Bien que certains éléments restent à clarifier, on sait déjà que la compagnie devra collecter et remettre les taxes à la consommation, qu'elle devra verser une contribution dans un fond de modernisation de l'industrie du taxi et qu'elle sera limitée à 50 000 heures de service par semaine pour la province en entier si elle ne veut pas dépasser le seuil minimal de contribution. Analysons ces trois items un à un.

Pour ce qui est des taxes à la consommation, il n'y a rien de vraiment surprenant à ce sujet. En effet, toute entreprise opérant sur le territoire de la province de Québec et ayant plus de 30 000$ de revenus annuels doit faire la même chose. Il y avait un argument intéressant disant que chacun des chauffeurs était travailleur autonome ayant moins que ce seuil de revenus et qu'ainsi, Uber devrait se voir exonérer du système. L'argument se défend, mais on a décidé de trancher autrement. Aucune mention des impôts corporatifs et de l'évasion fiscale toutefois, un sujet chaud qui fait mal à Uber et mérite d'être réellement discuté. Les chauffeurs de taxi aussi ont des devoirs à faire à ce sujet.

Uber a révolutionné l'industrie du taxi et pour la remercier, on lui demande de financer l'amélioration nécessaire de ses compétiteurs directs.

Les deux autres éléments sont nettement plus choquants. En premier lieu, chaque course Uber devra se traduire en une contribution progressive de 0,90$ à 1,26$ dans un fond de modernisation de l'industrie du taxi. Le seul besoin de créer ce fond est une absurdité sans nom et démontre que l'industrie du taxi québécoise avait besoin d'une bonne claque au visage. Sans Uber, nous devrions encore vivre dans un système archaïque, défendu par une association de chauffeurs corporatiste et complètement déconnectée des réalités d'un marché libre et sain.

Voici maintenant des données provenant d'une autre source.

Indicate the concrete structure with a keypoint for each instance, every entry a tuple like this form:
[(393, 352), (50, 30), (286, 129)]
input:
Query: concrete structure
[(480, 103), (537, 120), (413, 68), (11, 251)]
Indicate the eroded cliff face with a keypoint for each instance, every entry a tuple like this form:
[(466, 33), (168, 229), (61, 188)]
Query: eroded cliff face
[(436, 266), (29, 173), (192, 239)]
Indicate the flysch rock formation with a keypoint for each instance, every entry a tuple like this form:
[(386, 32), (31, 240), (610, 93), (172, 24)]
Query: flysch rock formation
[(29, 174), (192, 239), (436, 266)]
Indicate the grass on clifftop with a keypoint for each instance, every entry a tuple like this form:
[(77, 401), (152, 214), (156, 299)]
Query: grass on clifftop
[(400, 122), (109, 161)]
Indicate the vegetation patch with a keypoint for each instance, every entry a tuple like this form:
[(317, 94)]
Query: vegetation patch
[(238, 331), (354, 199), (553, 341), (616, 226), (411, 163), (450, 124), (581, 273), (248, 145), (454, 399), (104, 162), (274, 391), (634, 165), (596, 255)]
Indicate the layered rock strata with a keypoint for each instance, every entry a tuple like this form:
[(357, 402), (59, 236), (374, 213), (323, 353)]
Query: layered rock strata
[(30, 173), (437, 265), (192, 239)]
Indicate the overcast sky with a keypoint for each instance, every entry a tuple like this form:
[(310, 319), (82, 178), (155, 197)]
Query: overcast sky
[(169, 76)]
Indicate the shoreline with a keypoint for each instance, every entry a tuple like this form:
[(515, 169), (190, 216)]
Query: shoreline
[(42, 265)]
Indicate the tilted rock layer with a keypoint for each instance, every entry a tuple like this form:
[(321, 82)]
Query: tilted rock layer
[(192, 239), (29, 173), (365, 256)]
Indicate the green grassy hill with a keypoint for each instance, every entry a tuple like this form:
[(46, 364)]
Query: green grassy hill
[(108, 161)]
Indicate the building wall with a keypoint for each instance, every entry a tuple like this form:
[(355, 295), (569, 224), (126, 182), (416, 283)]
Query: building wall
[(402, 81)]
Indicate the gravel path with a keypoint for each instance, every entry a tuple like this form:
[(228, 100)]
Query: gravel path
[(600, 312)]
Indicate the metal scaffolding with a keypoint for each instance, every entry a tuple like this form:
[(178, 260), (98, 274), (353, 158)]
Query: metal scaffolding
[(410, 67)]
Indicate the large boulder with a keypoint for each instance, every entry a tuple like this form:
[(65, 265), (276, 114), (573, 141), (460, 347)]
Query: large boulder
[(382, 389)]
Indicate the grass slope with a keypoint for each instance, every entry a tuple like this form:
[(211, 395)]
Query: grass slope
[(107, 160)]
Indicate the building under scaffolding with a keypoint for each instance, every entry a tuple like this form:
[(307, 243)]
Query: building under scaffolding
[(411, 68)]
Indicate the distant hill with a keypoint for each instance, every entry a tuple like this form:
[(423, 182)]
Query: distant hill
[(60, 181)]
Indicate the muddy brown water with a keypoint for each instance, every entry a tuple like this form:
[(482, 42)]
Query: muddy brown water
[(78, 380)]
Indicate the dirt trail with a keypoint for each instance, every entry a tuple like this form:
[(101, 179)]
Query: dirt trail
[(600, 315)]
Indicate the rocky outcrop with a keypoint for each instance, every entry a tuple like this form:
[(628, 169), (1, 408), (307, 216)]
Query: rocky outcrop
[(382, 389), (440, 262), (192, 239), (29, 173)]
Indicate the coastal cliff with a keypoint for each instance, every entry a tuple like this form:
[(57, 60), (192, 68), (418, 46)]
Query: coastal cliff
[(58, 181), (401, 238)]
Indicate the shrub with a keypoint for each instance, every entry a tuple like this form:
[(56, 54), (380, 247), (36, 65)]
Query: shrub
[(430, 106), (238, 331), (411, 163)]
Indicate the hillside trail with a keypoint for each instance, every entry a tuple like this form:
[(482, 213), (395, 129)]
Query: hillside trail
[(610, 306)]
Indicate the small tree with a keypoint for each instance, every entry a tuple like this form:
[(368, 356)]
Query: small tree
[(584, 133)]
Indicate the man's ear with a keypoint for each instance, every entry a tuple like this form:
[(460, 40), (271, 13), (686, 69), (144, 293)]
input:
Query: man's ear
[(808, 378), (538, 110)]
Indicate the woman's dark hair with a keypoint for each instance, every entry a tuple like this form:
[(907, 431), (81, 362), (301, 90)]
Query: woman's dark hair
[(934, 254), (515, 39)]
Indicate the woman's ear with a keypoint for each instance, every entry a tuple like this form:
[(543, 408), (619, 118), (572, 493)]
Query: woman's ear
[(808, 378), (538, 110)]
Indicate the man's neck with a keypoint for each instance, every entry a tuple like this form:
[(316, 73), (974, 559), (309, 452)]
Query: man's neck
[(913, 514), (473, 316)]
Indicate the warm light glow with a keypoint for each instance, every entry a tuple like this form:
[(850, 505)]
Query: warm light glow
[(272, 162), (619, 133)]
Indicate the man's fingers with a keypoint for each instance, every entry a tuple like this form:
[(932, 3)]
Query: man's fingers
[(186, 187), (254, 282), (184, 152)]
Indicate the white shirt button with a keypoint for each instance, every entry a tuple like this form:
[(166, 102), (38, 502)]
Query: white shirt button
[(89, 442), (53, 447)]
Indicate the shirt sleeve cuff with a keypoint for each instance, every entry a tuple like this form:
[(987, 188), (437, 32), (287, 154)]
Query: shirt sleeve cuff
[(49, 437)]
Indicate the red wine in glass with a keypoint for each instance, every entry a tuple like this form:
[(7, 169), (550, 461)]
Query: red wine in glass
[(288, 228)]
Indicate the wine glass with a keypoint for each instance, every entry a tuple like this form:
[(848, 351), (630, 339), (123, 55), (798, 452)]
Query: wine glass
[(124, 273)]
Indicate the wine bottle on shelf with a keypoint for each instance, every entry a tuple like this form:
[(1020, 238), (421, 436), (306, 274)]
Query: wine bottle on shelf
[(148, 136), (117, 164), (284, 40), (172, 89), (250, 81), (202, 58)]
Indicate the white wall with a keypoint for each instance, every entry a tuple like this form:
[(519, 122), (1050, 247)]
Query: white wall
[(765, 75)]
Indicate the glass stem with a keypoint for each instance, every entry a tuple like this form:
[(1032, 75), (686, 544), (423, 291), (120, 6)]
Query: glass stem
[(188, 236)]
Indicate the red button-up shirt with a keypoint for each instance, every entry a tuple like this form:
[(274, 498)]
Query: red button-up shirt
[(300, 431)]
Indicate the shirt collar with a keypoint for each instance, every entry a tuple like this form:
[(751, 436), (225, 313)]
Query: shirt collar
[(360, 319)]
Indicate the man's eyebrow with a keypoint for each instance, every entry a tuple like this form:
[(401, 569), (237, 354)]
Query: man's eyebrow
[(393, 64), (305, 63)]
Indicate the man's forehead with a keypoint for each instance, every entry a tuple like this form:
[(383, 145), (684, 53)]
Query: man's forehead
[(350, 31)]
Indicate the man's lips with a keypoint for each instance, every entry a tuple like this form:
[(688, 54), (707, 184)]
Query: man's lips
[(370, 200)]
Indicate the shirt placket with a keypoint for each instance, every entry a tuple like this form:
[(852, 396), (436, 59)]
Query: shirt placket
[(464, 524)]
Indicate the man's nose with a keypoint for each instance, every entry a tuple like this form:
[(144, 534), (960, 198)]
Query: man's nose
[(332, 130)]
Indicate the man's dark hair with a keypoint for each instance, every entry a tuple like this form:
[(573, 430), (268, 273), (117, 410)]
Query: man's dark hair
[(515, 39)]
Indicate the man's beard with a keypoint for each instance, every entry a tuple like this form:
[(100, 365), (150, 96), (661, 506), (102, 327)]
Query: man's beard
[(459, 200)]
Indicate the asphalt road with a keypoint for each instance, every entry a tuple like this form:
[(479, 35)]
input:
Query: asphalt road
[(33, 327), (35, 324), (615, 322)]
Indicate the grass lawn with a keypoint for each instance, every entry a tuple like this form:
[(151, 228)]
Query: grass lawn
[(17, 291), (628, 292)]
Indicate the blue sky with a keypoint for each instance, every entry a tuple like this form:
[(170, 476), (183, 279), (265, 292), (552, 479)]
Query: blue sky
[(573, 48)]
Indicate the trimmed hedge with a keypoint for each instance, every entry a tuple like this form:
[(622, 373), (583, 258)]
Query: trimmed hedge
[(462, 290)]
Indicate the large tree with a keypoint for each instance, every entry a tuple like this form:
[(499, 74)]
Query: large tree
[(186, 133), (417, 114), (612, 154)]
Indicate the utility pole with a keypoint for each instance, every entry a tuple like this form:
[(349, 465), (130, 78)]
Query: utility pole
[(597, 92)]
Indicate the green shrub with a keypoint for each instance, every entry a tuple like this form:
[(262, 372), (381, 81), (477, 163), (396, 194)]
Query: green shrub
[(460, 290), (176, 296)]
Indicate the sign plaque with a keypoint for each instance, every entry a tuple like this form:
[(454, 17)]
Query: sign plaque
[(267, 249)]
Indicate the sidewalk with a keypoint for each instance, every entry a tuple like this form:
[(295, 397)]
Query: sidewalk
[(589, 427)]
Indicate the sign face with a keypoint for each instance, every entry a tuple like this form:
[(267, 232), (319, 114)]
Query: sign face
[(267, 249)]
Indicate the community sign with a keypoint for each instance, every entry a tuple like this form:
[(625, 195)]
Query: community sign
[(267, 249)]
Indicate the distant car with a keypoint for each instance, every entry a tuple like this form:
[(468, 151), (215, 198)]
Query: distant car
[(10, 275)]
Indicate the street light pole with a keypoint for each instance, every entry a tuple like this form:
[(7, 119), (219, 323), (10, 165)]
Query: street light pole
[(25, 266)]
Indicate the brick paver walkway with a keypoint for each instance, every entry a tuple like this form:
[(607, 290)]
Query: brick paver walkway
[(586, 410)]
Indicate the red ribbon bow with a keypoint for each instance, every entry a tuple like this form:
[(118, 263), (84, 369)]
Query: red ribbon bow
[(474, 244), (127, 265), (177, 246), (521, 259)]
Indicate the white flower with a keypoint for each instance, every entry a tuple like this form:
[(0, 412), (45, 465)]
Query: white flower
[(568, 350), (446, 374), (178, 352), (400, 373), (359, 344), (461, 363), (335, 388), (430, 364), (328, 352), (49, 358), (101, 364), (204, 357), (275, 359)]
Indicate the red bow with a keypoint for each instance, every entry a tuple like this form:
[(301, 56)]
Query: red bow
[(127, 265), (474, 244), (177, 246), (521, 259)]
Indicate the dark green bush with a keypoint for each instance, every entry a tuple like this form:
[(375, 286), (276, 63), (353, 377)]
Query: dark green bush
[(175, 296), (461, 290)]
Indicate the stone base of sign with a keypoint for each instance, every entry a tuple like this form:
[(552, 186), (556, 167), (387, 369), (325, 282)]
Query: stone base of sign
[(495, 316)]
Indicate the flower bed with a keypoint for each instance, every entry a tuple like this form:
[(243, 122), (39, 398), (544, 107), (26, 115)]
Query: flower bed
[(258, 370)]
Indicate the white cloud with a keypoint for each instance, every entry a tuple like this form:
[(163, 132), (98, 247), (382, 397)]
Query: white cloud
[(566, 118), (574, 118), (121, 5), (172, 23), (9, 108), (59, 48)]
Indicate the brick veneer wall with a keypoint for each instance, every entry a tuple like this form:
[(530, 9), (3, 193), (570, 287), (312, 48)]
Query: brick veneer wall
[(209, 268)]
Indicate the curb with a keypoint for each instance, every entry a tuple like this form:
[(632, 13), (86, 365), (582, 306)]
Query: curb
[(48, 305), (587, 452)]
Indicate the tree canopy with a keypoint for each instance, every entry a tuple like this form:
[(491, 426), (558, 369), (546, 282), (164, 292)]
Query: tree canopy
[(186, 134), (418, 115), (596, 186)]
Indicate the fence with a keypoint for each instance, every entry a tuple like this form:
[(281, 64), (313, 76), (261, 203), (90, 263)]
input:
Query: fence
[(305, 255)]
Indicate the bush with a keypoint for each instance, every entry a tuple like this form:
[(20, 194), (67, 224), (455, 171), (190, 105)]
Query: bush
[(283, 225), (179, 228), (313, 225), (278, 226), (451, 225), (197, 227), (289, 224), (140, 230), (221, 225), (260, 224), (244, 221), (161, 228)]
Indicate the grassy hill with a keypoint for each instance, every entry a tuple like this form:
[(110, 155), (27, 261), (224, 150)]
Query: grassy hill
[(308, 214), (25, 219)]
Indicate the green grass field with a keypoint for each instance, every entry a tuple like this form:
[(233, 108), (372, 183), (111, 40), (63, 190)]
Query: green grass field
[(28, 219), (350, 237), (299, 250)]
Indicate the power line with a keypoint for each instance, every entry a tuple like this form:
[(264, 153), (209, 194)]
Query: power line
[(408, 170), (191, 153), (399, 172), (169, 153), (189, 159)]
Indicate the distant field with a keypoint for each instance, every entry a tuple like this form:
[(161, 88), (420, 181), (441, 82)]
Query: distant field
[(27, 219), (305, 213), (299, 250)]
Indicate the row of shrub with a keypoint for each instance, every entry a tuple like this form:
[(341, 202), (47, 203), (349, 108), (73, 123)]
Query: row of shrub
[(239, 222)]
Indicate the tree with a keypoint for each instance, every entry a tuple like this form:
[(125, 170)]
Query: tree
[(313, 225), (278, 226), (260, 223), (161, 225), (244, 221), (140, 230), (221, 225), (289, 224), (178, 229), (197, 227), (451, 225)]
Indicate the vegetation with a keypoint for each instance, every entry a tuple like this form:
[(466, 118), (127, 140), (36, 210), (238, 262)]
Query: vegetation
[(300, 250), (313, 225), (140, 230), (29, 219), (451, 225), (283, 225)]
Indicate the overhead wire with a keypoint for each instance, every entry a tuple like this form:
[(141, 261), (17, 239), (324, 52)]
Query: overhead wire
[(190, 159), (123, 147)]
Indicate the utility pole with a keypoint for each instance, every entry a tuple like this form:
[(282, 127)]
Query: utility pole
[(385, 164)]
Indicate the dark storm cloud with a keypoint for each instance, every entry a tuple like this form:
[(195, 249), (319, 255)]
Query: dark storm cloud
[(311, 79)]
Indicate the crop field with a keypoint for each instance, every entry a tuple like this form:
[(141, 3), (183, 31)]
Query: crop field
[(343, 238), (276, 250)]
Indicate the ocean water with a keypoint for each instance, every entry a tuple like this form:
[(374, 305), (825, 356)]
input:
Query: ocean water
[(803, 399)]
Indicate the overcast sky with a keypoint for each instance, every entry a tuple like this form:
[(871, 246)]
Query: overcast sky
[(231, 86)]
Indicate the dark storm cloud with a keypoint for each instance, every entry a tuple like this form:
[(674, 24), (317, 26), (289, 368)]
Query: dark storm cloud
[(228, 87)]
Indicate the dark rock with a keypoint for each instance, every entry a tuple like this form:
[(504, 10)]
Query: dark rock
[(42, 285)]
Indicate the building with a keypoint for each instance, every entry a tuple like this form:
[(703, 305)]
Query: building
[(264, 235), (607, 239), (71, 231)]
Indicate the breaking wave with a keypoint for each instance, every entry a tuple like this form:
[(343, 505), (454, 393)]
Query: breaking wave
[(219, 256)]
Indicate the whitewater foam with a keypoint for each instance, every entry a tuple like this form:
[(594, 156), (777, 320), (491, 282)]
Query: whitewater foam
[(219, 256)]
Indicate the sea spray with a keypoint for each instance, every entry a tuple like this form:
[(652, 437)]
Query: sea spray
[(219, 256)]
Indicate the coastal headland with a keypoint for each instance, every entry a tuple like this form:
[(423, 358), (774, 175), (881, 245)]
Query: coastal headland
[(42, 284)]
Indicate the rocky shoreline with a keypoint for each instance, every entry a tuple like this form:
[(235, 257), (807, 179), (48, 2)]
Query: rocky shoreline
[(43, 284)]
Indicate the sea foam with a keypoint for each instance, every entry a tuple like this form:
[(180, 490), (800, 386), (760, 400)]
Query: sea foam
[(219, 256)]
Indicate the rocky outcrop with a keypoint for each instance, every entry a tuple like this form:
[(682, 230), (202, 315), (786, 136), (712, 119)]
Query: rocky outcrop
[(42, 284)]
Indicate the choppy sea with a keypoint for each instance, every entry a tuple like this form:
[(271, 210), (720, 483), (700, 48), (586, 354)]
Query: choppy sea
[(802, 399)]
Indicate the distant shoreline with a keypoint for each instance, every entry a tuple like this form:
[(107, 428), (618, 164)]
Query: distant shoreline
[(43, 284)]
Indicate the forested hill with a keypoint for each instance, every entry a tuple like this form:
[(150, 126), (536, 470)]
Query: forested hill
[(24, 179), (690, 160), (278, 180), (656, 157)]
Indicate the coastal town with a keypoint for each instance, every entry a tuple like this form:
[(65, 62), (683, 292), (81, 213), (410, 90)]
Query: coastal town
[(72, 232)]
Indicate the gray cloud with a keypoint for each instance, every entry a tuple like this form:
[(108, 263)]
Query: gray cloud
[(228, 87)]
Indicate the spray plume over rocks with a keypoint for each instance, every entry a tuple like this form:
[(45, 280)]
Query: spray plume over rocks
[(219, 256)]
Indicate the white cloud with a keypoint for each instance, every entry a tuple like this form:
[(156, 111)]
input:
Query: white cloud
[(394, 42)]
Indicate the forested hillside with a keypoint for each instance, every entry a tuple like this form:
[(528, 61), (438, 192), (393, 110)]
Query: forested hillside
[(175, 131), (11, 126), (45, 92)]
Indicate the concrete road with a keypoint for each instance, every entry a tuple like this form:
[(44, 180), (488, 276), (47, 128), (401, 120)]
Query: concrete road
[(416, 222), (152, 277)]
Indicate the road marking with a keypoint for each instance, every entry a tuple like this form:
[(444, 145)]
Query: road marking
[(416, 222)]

Uber a révolutionné l'industrie du taxi et pour la remercier, on lui demande de financer l'amélioration nécessaire de ses compétiteurs directs. Les représentants des chauffeurs de taxi s'affairent déjà à déchirer leurs chemises collectives sur la supposée iniquité de ce deal, mais à moins de s'appeler Alexandre Taillefer, jamais une industrie ne se ferait financer gratuitement pour entrer au 21e siècle. Cette contribution est absurde et les utilisateurs québécois en paieront les frais. Dans les années passées, l'industrie du taxi a engrangé confortablement les profits sans se soucier de réinvestir dans ses infrastructures. Maintenant, les utilisateurs doivent payer plus cher pour rattraper l'avarice protégée par le système oligopolistique du passé.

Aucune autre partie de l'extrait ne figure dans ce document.